The only reason you would offer a product which parcels a range of shares for investors and hire expensive professionals to run the numbers for you, not to mention their marketing departments, is that they would beat the index.
Six out of 10 large cap Australian funds failed to beat the relevant benchmark in the last 12 months to June 30. This is hopeless and, remember, the performance of the market is irrelevant here.
Last year was a poor year on the ASX. All these guys had to was to match the index and they could not do it.
You don’t have to be an auditor to figure out the real reason the numbers are so bad is because when returns are so low the effective expense ratios of the managers go through the roof.
But here’s the worst part: in the categories where the active managers are supposed to add value, they have not only failed to match the index, but they performed worse than their big cap peers.
A large majority of the fund managers specialising in mid and small caps — where there is a clear opportunity to add value — failed to beat the benchmark.
This is terrible. We are supposed to be in a “stock pickers market” — a sweet spot for small cap fund manager.
But there are nearly twice as many duds as there used to be. On a five-year basis 38 per cent of funds underperformed and over the last 12 months the underperforming funds soared to 61 per cent of all funds.
The obvious conclusion here is that a load of new entrants jumped into the game hoping for easy pickings and got trounced.
Separately, you would expect the international fund managers to add value.
After all, they have real skills, they know all the best brokers and fund managers overseas — they visit them, they know the companies, they can study the numbers on the NYSE and Nasdaq with expert eyes …
Nope, wait for it, this is the outstanding dud category — an unbelievable 80.73 per cent underperformed the index in a one-year period (and that was an improvement on the previous 5 year period when it was 92 per cent).
Honestly, these figures are laughable.
ETFs slash fees
It must be absolutely depressing for the fund managers of Martin place and Collins Street to find out on the very week Dow Jones released this exposure of their profession, ETFs operators announced another round of price cuts.
One of the giants in the passive investing scene — Blackrock, the manager with $1 trillion under management around the world — announced it was cutting its fees on ETFs for Australian investors in several key funds. At the flagship iShares S&P 500 ETF the fees have been cut from 0.7 per cent to 0.4 per cent.
According to Jon Howie, head of IShares Australia, this means that Australian investors using ETFs on the ASX are paying the same fees as American investors buying the same product on Wall Street — this has been the ultimate target for some years since ETFs first came to the market in Australia about 15 years ago
Of course there are still good fund managers in every category and ETFs are far from perfect … but what is amazing for Australian investors is that ‘active’ fund managers — who have on average woeful records — are still charging 1 to 2 per cent base management fee and up to 15 per cent performance fees.
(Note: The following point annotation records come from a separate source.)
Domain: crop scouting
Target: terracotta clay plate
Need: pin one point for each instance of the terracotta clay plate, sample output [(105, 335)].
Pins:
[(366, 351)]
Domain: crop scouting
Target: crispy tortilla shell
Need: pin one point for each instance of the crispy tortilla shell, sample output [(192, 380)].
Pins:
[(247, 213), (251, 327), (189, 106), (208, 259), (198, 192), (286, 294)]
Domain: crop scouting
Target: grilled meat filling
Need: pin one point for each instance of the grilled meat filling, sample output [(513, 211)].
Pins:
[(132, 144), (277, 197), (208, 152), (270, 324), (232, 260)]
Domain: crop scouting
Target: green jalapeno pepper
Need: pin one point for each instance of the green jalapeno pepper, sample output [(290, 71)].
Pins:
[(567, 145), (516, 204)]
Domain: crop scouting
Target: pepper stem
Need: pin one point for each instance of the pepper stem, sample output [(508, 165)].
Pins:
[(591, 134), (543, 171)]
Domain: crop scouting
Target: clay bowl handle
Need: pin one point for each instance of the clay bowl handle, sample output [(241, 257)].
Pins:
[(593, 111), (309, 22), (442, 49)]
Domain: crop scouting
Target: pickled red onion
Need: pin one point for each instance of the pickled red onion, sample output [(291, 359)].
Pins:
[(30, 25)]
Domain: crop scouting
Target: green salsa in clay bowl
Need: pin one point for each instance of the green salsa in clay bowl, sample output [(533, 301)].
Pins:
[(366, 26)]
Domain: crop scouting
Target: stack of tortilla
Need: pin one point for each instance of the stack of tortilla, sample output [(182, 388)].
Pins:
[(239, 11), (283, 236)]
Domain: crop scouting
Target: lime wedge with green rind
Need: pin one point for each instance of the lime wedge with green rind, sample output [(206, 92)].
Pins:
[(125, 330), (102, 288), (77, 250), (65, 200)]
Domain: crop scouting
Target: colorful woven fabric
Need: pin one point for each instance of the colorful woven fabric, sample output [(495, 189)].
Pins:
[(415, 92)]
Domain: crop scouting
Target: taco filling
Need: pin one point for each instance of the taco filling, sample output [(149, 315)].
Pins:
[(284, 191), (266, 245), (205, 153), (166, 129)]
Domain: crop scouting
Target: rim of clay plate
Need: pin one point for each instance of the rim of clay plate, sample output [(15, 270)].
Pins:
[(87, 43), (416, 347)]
Mind you, judging by recent results there is little risk you’ll ever have to pay performance fees.
Fund Manager’s Shame File
Australian General Equity (Large-Cap) Funds
59.7% underperformed the S&P/ASX 200 Index over one year
69.2% underperformed the benchmark in a five-year period
Australian Equity Mid- and Small-Cap
61.3% underperformed S&P/ASX Mid-Small Index over one year
38.0% underperformed the benchmark in a five-year period
International Equity General
80.7% underperformed the S&P Developed ex-Australia Large Cap Index in a one-year period
91.9% underperformed the benchmark in a five-year period
It’s a bit like your local Woolworths store owner pleading with you not to shop at Aldi: Australia’s big fund managers are now openly bagging index funds and exchange traded funds (ETFs), which simply mirror share market indices and promise nothing more than a fund that matches the index.